Delphine made no response. I considered the last information as good as delivered to Sarah’s ear. “Send Rose to me,” I said. “She’ll have to serve upstairs until Sarah is returned.”



MY FATHER WOULD never keep a runaway, but he never let one stay away either. If it took him six months and cost as much as the man was worth, he would gladly take the loss for the example it set the others to see a malcontent returned in shackles and straightway sold at market. He made sure all our negroes were informed of the proviso to the warranty, that whoever bought the man must know he had run away and could not be trusted, and that his value had been accordingly diminished. This policy resulted in a very low rate of absentees from our farm. Father deplored the laxity of his neighbors, who allowed a hand to disappear for two or three days at a time, always when the crop was in an urgent condition, then return to take his lashes and rejoin his companions with tales of his cleverness in eluding capture. Father wept with laughter when relating to us the policy of Mr. Hampton of Lafourche Parish, who administered a certain number of lashes for each day the slave went missing: fifteen for one day, thirty for two, etc. Father called this plan “the three-day furlough,” for it was revealed that most of Mr. Hampton’s regular runaways returned by midnight of the third day, which this gentleman cited as proof of the efficacy of his system.

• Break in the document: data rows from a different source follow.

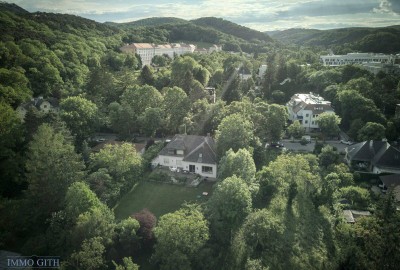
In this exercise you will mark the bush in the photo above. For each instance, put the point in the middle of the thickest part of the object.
(160, 177)
(303, 141)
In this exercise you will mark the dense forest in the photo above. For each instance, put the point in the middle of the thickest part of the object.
(269, 209)
(341, 41)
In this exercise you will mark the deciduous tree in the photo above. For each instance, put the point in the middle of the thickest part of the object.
(329, 124)
(228, 207)
(234, 132)
(180, 235)
(371, 131)
(52, 166)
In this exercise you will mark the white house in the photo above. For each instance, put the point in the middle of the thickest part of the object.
(41, 104)
(147, 51)
(192, 153)
(306, 108)
(355, 58)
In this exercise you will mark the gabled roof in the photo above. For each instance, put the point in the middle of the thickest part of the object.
(197, 149)
(319, 108)
(390, 181)
(388, 157)
(366, 151)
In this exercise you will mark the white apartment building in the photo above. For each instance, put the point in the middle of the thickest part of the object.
(306, 108)
(147, 50)
(355, 58)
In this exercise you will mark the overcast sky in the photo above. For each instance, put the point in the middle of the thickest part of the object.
(262, 15)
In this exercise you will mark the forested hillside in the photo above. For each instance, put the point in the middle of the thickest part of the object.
(155, 21)
(65, 172)
(378, 40)
(230, 28)
(231, 36)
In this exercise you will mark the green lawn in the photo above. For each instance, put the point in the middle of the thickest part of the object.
(159, 198)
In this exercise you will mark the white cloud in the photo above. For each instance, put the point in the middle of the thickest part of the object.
(261, 15)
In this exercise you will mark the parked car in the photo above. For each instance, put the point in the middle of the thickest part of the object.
(346, 142)
(306, 138)
(274, 144)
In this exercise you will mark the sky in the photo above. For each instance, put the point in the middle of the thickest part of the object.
(262, 15)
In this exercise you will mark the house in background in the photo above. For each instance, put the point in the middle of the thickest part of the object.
(306, 108)
(375, 156)
(391, 184)
(41, 104)
(191, 153)
(139, 147)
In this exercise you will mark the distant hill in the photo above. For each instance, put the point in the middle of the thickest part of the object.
(12, 8)
(382, 39)
(154, 21)
(231, 36)
(231, 28)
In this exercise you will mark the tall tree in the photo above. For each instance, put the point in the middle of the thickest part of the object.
(122, 162)
(180, 235)
(234, 132)
(329, 124)
(296, 130)
(240, 164)
(80, 115)
(146, 75)
(371, 131)
(228, 208)
(11, 137)
(52, 166)
(176, 105)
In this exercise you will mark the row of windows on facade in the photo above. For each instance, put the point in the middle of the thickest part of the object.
(204, 169)
(314, 115)
(306, 122)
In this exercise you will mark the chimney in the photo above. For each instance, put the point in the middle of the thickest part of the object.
(371, 146)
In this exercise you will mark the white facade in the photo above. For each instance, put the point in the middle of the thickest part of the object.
(306, 108)
(205, 170)
(355, 58)
(261, 71)
(147, 51)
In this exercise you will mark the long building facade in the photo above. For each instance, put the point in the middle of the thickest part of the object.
(147, 51)
(355, 58)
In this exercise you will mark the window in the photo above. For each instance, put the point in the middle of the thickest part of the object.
(206, 169)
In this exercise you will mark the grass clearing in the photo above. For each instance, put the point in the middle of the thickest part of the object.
(160, 198)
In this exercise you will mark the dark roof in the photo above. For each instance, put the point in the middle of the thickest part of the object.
(198, 149)
(390, 181)
(365, 151)
(389, 158)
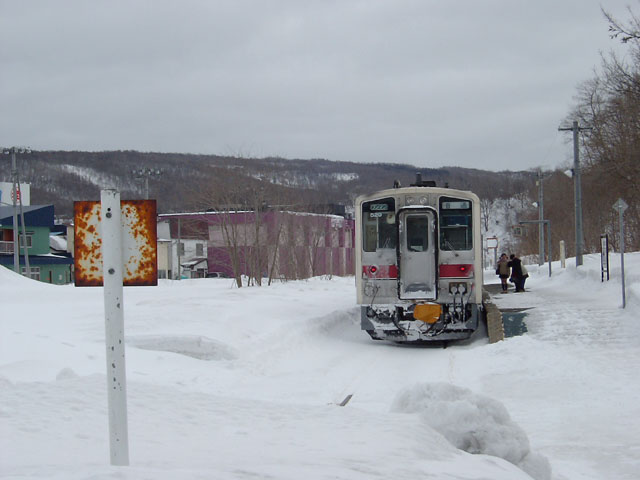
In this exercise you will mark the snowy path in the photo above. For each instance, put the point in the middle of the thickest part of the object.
(576, 365)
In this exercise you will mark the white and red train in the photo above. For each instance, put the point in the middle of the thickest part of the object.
(419, 263)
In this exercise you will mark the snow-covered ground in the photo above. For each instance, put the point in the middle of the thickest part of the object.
(227, 383)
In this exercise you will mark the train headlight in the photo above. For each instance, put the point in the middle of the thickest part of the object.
(458, 287)
(427, 312)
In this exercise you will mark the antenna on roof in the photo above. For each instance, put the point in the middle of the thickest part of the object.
(423, 183)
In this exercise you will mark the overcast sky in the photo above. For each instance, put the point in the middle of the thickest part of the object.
(481, 84)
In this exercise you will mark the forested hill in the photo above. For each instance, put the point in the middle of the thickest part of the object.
(183, 182)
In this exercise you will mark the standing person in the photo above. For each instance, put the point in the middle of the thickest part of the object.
(516, 273)
(503, 271)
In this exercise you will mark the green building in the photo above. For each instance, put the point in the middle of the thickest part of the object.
(44, 266)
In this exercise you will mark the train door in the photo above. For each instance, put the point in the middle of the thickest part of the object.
(417, 252)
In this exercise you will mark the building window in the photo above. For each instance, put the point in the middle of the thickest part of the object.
(34, 272)
(29, 240)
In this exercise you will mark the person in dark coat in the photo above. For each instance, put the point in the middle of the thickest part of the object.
(516, 272)
(503, 271)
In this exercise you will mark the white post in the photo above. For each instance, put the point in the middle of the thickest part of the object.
(112, 268)
(621, 206)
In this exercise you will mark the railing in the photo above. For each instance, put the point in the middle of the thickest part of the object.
(6, 247)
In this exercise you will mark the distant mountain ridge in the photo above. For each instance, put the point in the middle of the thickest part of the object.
(178, 180)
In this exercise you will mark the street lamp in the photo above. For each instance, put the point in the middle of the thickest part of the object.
(17, 200)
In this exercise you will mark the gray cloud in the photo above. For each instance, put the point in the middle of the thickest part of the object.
(474, 84)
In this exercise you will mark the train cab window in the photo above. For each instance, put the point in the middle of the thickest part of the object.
(456, 228)
(379, 224)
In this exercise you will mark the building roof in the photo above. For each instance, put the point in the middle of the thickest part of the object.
(34, 216)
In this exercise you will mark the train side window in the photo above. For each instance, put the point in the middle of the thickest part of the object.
(456, 225)
(417, 233)
(379, 224)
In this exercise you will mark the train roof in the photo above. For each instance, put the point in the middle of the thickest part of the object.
(392, 192)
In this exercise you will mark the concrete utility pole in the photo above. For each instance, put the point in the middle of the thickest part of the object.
(577, 187)
(17, 202)
(542, 223)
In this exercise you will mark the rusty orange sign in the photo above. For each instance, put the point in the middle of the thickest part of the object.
(139, 243)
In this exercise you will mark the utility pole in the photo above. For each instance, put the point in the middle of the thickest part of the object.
(577, 187)
(17, 202)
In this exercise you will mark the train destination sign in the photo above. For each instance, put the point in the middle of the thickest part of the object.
(139, 243)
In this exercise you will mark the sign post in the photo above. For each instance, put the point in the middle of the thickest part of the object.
(112, 266)
(621, 206)
(115, 246)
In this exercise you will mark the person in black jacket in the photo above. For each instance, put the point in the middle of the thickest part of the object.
(516, 273)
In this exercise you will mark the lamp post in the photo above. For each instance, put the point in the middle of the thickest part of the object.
(17, 201)
(577, 188)
(146, 173)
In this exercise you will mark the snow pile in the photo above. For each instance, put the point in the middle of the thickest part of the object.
(195, 346)
(473, 423)
(246, 383)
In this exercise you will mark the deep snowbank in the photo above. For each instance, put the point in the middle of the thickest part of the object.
(245, 383)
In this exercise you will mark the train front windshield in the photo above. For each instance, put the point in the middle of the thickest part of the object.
(456, 229)
(379, 224)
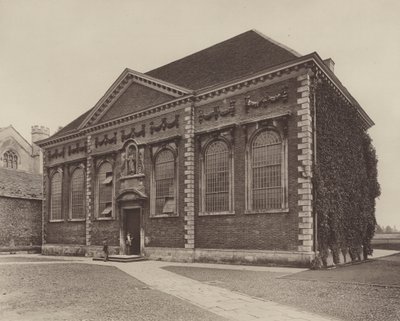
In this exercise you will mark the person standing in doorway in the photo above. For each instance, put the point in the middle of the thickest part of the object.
(128, 243)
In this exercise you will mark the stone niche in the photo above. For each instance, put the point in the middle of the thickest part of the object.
(132, 167)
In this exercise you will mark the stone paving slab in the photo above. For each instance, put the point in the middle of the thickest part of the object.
(231, 305)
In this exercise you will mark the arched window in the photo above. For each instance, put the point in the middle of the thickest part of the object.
(10, 160)
(77, 197)
(164, 183)
(104, 190)
(56, 197)
(216, 178)
(266, 171)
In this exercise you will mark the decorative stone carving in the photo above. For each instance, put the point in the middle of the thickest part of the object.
(56, 153)
(105, 141)
(133, 133)
(164, 125)
(267, 100)
(131, 160)
(77, 149)
(217, 112)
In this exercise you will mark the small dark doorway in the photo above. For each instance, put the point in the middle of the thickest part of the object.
(132, 226)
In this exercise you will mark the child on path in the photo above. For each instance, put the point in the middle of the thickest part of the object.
(105, 250)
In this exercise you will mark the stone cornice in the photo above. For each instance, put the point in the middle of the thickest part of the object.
(127, 77)
(309, 62)
(117, 121)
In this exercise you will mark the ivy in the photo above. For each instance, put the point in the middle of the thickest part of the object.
(345, 180)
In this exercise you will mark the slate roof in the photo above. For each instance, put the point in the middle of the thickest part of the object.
(239, 56)
(20, 184)
(70, 127)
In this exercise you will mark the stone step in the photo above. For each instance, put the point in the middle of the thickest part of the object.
(122, 258)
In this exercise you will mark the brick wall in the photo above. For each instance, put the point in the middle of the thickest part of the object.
(165, 231)
(66, 232)
(272, 231)
(20, 220)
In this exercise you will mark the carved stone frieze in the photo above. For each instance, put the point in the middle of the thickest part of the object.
(164, 125)
(267, 100)
(133, 133)
(217, 112)
(106, 140)
(76, 149)
(56, 153)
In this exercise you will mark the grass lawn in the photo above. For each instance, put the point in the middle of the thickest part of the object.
(76, 291)
(340, 299)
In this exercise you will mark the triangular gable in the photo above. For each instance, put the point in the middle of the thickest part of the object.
(236, 57)
(11, 133)
(122, 93)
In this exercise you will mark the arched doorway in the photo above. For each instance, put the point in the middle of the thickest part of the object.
(130, 203)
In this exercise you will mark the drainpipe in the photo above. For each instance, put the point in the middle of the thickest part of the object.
(314, 126)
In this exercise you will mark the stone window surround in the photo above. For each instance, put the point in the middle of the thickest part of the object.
(156, 150)
(284, 170)
(205, 145)
(98, 164)
(51, 176)
(72, 170)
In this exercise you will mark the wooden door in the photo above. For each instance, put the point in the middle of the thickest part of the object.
(132, 226)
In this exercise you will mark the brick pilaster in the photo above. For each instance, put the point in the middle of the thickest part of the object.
(305, 162)
(89, 193)
(189, 177)
(44, 197)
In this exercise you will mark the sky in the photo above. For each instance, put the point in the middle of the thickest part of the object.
(57, 58)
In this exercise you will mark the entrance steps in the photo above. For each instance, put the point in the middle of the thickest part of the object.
(122, 258)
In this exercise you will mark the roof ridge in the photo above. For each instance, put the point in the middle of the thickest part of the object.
(199, 51)
(277, 43)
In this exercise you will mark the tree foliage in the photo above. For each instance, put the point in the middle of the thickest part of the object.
(346, 184)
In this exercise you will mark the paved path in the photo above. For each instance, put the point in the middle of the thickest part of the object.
(231, 305)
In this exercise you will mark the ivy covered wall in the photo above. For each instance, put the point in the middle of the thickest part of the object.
(345, 178)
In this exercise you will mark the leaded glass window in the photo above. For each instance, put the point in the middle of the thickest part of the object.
(216, 177)
(77, 194)
(10, 160)
(105, 190)
(56, 197)
(266, 167)
(164, 178)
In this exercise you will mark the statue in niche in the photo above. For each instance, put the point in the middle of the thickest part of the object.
(131, 161)
(131, 155)
(140, 165)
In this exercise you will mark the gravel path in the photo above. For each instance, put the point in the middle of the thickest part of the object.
(341, 300)
(73, 291)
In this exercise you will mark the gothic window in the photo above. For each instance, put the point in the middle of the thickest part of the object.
(216, 178)
(56, 197)
(132, 162)
(77, 197)
(164, 183)
(266, 167)
(104, 191)
(10, 160)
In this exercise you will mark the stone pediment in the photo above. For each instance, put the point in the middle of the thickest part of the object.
(131, 194)
(132, 92)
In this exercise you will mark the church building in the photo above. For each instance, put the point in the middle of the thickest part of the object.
(209, 158)
(21, 190)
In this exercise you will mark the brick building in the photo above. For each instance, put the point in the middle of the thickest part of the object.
(208, 158)
(20, 189)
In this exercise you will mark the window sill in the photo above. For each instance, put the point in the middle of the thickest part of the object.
(216, 213)
(275, 211)
(104, 219)
(163, 215)
(76, 220)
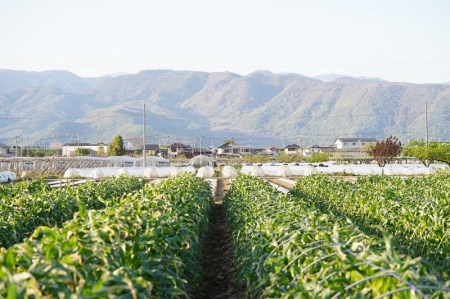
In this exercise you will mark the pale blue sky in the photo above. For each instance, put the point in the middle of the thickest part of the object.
(397, 40)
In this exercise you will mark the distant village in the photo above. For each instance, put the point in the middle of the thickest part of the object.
(342, 147)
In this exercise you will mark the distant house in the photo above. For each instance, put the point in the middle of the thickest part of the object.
(69, 149)
(353, 144)
(315, 149)
(229, 148)
(178, 148)
(4, 150)
(152, 149)
(293, 149)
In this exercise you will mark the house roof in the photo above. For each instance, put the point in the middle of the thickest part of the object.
(292, 146)
(234, 145)
(178, 145)
(83, 144)
(151, 147)
(363, 139)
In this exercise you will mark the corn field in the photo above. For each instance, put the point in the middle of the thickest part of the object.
(122, 238)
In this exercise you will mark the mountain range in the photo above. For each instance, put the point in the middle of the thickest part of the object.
(266, 108)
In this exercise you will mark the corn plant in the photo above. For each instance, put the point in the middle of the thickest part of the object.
(285, 248)
(415, 211)
(143, 245)
(25, 206)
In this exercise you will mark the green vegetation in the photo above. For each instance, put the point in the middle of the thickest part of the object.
(101, 151)
(385, 151)
(416, 211)
(116, 147)
(29, 204)
(435, 151)
(143, 245)
(286, 248)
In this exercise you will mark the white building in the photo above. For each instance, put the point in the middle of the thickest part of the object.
(353, 144)
(293, 149)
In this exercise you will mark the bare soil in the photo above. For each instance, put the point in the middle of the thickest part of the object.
(218, 257)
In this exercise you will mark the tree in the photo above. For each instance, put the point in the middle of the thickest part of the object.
(385, 151)
(116, 147)
(100, 150)
(435, 151)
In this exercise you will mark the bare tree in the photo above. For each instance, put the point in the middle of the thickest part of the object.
(385, 151)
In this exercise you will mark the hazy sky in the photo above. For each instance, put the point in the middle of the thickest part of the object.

House servants were another matter. I can remember only one instance of a runaway from our house. It happened just after the fearful insurrection downriver when I was a girl. We were never in any danger from it, but Father went to the city just afterward and on his return told us what an alarming state the countryside was in. Five hundred slaves had simply gone mad and marched down the river road toward New Orleans, banging drums and waving flags. They killed Major Andry’s son and wounded the major himself, set fire to mills and barns, raided the biggest houses. A stream of planters’ families in wagons and carts, having taken flight in whatever vehicle they could quickly find, preceded the rebels into town.